After traveling through the night, we arrived at Cierva Cove in early morning. Named after Juan de la Cierva, inventor of the Autogiro, it lies within Hughes bay at the north end of the Gerlache Strait. The cove was filed with sea ice and an abundance of icebergs. We had a mixed sky with some very dramatic dark clouds that set off the blue and white of the icebergs. Cruising in the cove in zodiacs, we got a penguins eye view of this dramatic seascape.
Within the cove we saw a dramatic difference in the color of the ice, from pure white to a deep blue and even crystal clear. The differences come from the age and amount of compression the snow and ice have undergone through the years. The white shows the new snow and ice that still has a lot of air entrapped within so the light reflected is white. Just like the fresh snow we see here. The blue ice is much older and has undergone years of compression, layer upon layer of snow pushed together over hundreds, even thousands of years. Much less air is entrained within these so the light reflected is blue. Often times the blue icebergs have at some recent time flipped over reveling the much older bluer ice usually submerged. And then there’s the clear ice, the oldest and hardest of all. Some of the clear pieces we saw may have been as old as 10,000 years!

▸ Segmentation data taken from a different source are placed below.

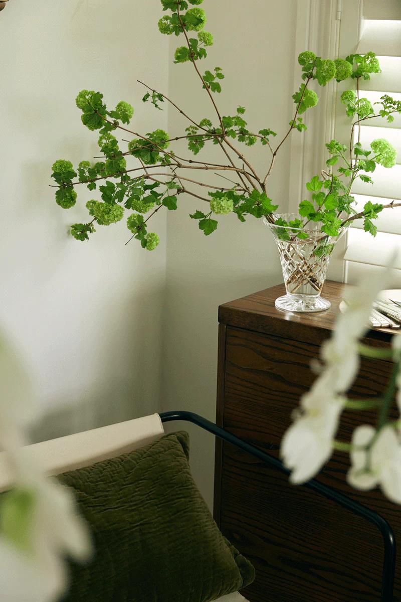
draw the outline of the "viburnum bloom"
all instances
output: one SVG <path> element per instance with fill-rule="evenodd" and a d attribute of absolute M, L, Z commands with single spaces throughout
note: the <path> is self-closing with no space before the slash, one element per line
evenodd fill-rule
<path fill-rule="evenodd" d="M 401 445 L 399 435 L 390 426 L 384 427 L 373 440 L 376 433 L 376 430 L 370 424 L 363 424 L 355 429 L 350 452 L 352 467 L 348 472 L 347 480 L 353 487 L 360 489 L 371 489 L 379 485 L 389 500 L 400 504 Z"/>
<path fill-rule="evenodd" d="M 389 262 L 391 265 L 394 259 Z M 350 290 L 346 311 L 338 315 L 331 338 L 322 346 L 324 363 L 319 367 L 320 373 L 309 392 L 302 397 L 300 411 L 281 442 L 281 456 L 292 471 L 292 483 L 311 479 L 331 456 L 346 401 L 343 394 L 359 368 L 358 341 L 368 329 L 372 303 L 379 291 L 385 288 L 389 271 L 372 274 Z"/>
<path fill-rule="evenodd" d="M 55 602 L 67 583 L 68 555 L 89 557 L 91 544 L 73 496 L 34 465 L 23 427 L 35 416 L 29 380 L 0 338 L 0 445 L 14 483 L 0 499 L 0 592 L 7 602 Z"/>
<path fill-rule="evenodd" d="M 285 465 L 292 471 L 292 483 L 308 481 L 331 456 L 344 402 L 341 397 L 328 396 L 320 379 L 301 399 L 303 412 L 286 431 L 280 448 Z"/>
<path fill-rule="evenodd" d="M 27 467 L 29 462 L 24 465 Z M 11 499 L 2 503 L 7 509 L 19 491 L 29 494 L 31 500 L 29 506 L 20 510 L 17 500 L 15 507 L 11 506 L 5 514 L 2 507 L 2 518 L 7 521 L 3 530 L 8 536 L 0 536 L 0 591 L 8 602 L 54 602 L 68 585 L 65 557 L 86 560 L 91 544 L 68 488 L 45 479 L 34 468 L 29 473 L 24 488 L 5 494 Z M 10 517 L 14 517 L 16 524 Z M 17 523 L 21 518 L 25 529 L 20 520 Z"/>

Ice wasn’t the only thing in Cierva Cove, as you can tell by the porpoising Gentoo penguins above. The land around the cove was also home to Chinstrap penguins, who get there name from the small black stripe under their chins.
Finally, the Leopard Seals, hanging out on the pack ice, usually near penguin colonies, for obvious reasons. They also feed on fish and krill and are built for speed. Of course you couldn’t tell that from where we were as they were usually just laying around like an old dog, occasionally raising his head to see who these strangers were floating by.